Дышать любовью, касаться губами играющего мышцами плеча, вдыхать энзимы счастья и плакаться от переполняющих тебя чувств ему в шею. Обнимать эту горячую мощь и ощущать, что она тебя сильнее. Что ты травинка, кролик, мышь в его руках. И будет так, как он захочет. А он, будь уверена, захочет…
Это талант — уметь хотеть. Хотеть уметь. И делать это всегда по-разному. Жаль, что не существует в мире международных конкурсов интимной хореографии. Он мог бы порадовать зрителей оригинальной постановкой. Для этого надо быть заядлым шахматистом, чтобы просчитать такую длинную и непрерывную комбинацию ходов к победному мату. А я-то, дурочка, никак не понимала, почему постель должна быть широченной. И что это за глупое слово «сексодром».

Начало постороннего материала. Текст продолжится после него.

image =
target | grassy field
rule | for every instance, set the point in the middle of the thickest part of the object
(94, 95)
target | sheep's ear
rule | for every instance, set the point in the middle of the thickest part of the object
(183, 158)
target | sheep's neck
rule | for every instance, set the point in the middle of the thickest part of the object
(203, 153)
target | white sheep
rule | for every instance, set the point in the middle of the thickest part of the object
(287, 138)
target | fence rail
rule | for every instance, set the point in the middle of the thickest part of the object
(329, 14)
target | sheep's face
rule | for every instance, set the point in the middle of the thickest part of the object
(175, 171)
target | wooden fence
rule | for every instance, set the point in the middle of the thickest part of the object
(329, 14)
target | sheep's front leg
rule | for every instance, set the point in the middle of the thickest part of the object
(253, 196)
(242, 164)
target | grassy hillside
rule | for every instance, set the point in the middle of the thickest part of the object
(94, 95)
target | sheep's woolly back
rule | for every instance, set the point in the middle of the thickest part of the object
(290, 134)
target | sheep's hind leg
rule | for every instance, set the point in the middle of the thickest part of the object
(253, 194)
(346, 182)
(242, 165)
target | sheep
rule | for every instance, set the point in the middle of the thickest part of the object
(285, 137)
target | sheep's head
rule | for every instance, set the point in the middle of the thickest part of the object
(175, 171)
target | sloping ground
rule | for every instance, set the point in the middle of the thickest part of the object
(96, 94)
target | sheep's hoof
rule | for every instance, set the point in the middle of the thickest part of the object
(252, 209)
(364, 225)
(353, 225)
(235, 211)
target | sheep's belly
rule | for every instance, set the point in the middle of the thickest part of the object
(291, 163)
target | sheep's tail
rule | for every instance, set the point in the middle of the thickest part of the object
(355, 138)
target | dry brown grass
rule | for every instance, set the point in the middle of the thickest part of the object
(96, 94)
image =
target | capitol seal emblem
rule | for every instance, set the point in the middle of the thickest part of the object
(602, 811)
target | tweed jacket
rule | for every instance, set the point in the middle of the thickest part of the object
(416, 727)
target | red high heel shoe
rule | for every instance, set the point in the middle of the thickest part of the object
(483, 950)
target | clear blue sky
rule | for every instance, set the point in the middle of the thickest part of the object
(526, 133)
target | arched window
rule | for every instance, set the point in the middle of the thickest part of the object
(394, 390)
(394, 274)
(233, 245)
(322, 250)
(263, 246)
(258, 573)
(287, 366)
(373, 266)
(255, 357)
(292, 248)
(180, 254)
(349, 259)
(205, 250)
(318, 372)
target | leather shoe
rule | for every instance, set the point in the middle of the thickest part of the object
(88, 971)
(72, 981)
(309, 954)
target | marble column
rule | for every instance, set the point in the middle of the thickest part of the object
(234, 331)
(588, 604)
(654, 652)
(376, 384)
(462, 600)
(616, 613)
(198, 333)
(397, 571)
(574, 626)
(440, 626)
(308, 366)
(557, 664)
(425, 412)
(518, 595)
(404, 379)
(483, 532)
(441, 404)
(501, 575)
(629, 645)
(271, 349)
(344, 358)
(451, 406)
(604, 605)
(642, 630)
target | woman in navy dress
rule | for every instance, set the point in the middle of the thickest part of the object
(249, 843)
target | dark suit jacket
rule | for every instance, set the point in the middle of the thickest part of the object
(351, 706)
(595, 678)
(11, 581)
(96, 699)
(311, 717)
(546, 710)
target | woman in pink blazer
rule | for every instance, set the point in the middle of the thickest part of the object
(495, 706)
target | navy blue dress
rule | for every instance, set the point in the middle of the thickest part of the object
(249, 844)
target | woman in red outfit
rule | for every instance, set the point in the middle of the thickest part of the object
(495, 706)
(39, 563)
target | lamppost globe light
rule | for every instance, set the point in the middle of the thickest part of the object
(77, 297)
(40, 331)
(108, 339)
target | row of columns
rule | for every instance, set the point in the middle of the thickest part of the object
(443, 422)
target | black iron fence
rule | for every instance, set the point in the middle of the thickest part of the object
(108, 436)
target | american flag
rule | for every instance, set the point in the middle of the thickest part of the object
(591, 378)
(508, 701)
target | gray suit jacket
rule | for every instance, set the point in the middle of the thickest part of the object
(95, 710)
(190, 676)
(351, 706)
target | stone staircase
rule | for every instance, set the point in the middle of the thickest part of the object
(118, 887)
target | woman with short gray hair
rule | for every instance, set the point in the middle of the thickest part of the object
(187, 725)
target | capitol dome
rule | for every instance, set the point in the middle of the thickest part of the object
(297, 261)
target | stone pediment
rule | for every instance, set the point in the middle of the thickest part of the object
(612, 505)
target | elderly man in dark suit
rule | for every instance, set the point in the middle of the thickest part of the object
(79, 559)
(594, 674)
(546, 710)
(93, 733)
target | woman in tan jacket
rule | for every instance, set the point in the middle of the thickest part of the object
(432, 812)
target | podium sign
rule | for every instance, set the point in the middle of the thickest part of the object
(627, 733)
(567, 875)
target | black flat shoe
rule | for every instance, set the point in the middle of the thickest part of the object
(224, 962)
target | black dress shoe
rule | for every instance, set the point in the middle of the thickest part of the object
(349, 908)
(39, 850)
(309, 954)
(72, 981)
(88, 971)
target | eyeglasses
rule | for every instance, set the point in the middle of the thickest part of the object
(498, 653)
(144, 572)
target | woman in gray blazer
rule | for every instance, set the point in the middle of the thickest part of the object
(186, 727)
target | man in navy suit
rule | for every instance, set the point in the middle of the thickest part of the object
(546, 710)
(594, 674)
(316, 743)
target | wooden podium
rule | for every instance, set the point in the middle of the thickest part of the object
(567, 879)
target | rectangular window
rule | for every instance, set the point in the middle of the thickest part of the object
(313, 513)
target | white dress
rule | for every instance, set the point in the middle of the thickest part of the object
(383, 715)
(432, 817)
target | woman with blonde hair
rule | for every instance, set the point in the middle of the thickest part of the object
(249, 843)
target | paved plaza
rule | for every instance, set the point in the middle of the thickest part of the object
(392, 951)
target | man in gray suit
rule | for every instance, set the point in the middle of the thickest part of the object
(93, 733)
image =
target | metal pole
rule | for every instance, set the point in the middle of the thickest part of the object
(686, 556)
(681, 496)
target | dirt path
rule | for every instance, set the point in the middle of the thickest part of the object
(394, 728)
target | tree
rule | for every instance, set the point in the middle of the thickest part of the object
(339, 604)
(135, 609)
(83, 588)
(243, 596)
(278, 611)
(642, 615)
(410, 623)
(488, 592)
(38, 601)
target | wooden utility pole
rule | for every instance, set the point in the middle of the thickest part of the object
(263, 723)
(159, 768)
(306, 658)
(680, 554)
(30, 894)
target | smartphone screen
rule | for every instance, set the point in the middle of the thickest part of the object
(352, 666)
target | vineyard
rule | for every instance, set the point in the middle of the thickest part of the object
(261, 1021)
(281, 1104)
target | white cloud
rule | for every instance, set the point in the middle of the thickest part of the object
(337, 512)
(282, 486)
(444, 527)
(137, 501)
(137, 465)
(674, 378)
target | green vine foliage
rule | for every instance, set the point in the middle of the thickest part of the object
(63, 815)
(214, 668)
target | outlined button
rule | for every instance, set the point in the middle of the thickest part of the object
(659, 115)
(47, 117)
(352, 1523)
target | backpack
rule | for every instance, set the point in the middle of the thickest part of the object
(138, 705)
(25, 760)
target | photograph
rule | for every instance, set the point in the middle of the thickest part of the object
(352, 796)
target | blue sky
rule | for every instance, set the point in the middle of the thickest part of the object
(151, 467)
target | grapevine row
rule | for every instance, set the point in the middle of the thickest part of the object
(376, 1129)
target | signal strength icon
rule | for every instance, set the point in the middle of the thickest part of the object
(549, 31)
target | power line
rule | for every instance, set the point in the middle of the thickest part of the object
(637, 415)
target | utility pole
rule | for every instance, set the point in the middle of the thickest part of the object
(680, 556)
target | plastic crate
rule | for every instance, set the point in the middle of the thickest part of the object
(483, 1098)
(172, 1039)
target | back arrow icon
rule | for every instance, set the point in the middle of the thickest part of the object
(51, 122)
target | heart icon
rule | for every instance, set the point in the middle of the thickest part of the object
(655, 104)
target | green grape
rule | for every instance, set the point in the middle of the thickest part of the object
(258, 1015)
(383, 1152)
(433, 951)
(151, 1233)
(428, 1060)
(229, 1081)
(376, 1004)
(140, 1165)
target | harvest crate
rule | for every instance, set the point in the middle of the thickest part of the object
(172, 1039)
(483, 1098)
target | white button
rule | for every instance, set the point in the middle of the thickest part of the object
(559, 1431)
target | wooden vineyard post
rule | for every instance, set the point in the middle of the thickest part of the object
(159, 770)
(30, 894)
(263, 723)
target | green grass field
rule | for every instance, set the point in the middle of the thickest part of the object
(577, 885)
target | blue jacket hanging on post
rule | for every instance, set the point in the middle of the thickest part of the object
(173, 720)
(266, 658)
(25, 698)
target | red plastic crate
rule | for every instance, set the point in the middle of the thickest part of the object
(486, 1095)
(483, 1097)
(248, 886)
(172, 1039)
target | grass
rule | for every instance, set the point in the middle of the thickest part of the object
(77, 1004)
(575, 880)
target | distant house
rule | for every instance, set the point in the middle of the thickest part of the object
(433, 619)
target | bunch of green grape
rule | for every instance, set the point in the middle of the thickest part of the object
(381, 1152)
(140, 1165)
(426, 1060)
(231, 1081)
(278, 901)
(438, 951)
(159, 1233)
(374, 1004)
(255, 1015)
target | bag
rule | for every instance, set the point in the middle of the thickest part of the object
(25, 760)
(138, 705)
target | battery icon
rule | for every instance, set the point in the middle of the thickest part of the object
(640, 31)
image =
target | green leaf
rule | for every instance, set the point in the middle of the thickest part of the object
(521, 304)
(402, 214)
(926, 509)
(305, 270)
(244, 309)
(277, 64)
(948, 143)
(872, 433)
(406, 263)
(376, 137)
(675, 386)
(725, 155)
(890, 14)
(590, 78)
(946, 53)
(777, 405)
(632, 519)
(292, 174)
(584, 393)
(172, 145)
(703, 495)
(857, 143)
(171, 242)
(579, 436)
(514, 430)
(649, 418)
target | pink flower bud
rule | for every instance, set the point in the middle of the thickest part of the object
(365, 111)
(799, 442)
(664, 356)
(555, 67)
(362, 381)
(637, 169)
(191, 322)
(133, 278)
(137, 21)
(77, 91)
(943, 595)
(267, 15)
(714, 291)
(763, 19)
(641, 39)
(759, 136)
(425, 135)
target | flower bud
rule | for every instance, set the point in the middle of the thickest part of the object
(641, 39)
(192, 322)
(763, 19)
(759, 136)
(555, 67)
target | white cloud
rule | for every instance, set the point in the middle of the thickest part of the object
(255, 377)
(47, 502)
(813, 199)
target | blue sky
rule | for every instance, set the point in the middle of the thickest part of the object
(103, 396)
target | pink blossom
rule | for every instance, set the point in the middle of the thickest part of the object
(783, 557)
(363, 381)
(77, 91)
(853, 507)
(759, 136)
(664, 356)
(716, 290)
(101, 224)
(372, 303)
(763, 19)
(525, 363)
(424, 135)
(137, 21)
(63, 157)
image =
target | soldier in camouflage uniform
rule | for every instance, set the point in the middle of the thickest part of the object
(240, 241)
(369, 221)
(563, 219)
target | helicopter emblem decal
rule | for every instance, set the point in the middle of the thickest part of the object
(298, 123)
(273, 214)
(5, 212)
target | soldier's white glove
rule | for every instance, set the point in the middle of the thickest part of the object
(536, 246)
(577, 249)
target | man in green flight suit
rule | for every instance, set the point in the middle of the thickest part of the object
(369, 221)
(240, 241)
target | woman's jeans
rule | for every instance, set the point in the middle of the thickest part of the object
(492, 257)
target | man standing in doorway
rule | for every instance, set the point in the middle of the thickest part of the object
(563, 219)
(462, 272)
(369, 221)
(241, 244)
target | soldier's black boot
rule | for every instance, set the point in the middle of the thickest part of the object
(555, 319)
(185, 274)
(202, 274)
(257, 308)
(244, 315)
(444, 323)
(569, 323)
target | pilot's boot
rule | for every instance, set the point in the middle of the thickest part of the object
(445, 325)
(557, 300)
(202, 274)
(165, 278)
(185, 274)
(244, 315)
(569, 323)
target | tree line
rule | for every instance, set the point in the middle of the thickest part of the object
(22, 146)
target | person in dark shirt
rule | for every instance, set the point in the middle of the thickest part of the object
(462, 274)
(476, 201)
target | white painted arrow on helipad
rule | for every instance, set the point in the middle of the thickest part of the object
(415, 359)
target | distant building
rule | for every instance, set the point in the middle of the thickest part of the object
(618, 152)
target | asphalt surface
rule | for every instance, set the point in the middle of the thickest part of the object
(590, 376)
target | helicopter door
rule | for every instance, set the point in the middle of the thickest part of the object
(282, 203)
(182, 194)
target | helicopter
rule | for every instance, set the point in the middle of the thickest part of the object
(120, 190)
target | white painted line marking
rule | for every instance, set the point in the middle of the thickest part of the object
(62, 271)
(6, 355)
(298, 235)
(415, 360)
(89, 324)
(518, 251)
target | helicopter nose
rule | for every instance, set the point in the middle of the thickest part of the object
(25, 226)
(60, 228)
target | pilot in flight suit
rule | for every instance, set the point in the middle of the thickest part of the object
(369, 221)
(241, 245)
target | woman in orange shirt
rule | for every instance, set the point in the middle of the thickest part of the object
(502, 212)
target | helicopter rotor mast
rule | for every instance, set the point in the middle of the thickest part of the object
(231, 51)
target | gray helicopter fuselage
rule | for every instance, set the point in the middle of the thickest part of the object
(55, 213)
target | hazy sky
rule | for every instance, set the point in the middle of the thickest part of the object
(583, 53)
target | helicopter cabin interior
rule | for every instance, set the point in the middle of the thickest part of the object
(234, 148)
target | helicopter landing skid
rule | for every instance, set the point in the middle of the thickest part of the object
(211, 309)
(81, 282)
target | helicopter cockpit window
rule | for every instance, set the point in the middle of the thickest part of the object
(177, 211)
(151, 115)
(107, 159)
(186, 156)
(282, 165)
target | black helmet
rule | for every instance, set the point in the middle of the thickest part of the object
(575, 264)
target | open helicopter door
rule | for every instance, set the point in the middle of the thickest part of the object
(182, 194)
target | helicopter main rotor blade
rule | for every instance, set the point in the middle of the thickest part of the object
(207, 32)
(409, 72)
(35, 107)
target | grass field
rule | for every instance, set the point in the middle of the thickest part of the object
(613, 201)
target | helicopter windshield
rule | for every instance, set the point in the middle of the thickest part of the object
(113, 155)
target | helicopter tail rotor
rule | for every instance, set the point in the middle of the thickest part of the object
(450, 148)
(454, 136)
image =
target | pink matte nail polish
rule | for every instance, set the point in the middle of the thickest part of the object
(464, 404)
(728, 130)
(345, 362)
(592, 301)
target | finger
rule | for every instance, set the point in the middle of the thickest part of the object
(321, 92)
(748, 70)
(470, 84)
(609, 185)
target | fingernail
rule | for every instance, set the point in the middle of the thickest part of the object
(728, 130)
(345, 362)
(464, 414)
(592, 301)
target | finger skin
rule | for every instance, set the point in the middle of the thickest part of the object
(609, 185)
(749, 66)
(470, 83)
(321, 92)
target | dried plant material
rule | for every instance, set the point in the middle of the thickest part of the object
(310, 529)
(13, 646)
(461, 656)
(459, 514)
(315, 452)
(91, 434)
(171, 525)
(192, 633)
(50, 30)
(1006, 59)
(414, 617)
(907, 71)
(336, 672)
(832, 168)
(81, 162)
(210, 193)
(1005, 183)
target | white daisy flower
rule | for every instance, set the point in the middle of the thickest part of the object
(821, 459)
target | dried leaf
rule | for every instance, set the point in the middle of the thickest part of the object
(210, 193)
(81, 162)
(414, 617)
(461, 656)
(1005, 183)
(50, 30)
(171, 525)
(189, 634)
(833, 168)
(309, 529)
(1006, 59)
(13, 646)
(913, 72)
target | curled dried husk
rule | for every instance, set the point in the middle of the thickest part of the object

…Сначала я взвизгнула от неожиданного перемещения в пространстве. Он стал мягко падать на спину, увлекая меня за собой. И я, конечно, быстро подлетела наверх. Мой визг его обрадовал. Он улыбнулся так, как будто играл с ребенком. И дальше началось такое! Сначала я смеялась, как на аттракционе. Потом я увлеклась. Мне казалось, что он сочиняет у меня на глазах стихи, каждая строчка которых мгновенно находит себе подходящую рифму.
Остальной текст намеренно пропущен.